# MyFitnessPal



## Beezy (Jun 21, 2017)

How the F does anybody eat less than 3,000 calories/day?!
I'm supposed to stay at 2600 and always hit 3k.
I always end up right on target after dinner, at around 6:00, then go off on half a box of Cinnamon Life and 1/4 gallon of milk at 9:30.
F**k dieting!


----------



## Gibsonator (Jun 21, 2017)

not sure what cinnamon life is but skinny cow ice cream sandwiches are the shiznit


----------



## Bullseye Forever (Jun 21, 2017)

Beezy said:


> How the F does anybody eat less than 3,000 calories/day?!
> I'm supposed to stay at 2600 and always hit 3k.
> I always end up right on target after dinner, at around 6:00, then go off on half a box of Cinnamon Life and 1/4 gallon of milk at 9:30.
> F**k dieting!



Yea I hate he word Diet!! I eat healthy cause of my heart and cholesterol so I don't eat like a diet for a bodybuilder would, when I do eat like them it's a pain in the ass


----------



## Youngblood1984 (Jun 21, 2017)

I just got done changing up my diet and meals per day definitely pain in the arse


----------



## BigSwolePump (Jun 21, 2017)

Sounds like you need to go to bed at 6pm lol


----------



## Beezy (Jun 21, 2017)

BigSwolePump said:


> Sounds like you need to go to bed at 6pm lol



From your mouth to God's ears!
I just need to get the kids onboard...


----------



## Beezy (Jun 21, 2017)

Gibsonator said:


> not sure what cinnamon life is but skinny cow ice cream sandwiches are the shiznit









Some good cereal!


----------



## snake (Jun 21, 2017)

Meal prep, low fats, low cal high volume foods, 6 meals/day and oh yeah, discipline.


----------



## bigdog (Jun 21, 2017)

snake said:


> Meal prep, low fats, low cal high volume foods, 6 meals/day and oh yeah, discipline.



^^^ what the man up there said! meal prep and discipline are key!


----------



## DF (Jun 21, 2017)

MyFitnessPal is a great tool.  I tracked cals for 2 weeks before starting to cut.  My major meals were 1k cals plus.  I was able to make better cal choices & reduced the major meals to 500-600 cals.  Just cutting out bacon, cheese & home fires for breakfast was a huge cal cut..... sad but pretty damn effective.


----------



## trodizzle (Jun 21, 2017)

Beezy said:


> How the F does anybody eat less than 3,000 calories/day?!
> I'm supposed to stay at 2600 and always hit 3k.
> I always end up right on target after dinner, at around 6:00, then go off on half a box of Cinnamon Life and 1/4 gallon of milk at 9:30.
> F**k dieting!



It's not that hard for me.

I set up MFP in a few ways that help me here.

1: I rename each meal to time windows.
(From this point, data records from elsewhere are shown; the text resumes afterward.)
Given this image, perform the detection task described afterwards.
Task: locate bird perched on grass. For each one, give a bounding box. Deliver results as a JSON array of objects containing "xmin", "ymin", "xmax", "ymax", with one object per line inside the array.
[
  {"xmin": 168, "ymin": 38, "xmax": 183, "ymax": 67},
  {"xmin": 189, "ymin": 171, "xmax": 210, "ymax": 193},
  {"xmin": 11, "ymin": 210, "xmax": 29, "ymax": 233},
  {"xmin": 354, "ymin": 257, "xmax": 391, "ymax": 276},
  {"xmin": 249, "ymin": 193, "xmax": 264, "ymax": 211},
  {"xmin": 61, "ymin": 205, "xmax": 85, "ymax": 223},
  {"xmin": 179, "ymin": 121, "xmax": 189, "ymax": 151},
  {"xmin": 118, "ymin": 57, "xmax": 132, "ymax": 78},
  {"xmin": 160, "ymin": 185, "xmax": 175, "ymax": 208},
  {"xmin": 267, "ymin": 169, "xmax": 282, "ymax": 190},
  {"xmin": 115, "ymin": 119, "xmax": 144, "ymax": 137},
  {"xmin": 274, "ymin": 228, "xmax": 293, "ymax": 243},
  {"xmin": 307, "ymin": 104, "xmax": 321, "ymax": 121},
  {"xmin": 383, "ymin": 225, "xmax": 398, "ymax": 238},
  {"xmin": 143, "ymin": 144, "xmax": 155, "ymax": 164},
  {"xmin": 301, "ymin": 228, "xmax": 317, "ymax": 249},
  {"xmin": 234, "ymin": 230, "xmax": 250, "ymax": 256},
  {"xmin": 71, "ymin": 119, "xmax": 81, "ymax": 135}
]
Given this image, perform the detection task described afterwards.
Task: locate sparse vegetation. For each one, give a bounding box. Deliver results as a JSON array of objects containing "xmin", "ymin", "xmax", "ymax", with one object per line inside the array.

So meal 1 gets renamed to 6AM-9AM, meal 2 9am-12pm, etc.
2: I set my caloric goal when cutting to about 1000 calories less than maintenance but aim for a 500-1000 cal deficit in total.
3. Many times I don't eat until after 12pm, so I have two windows already passed (each of which are 375-475 calories) already with nothing in them which gets me ahead of the game.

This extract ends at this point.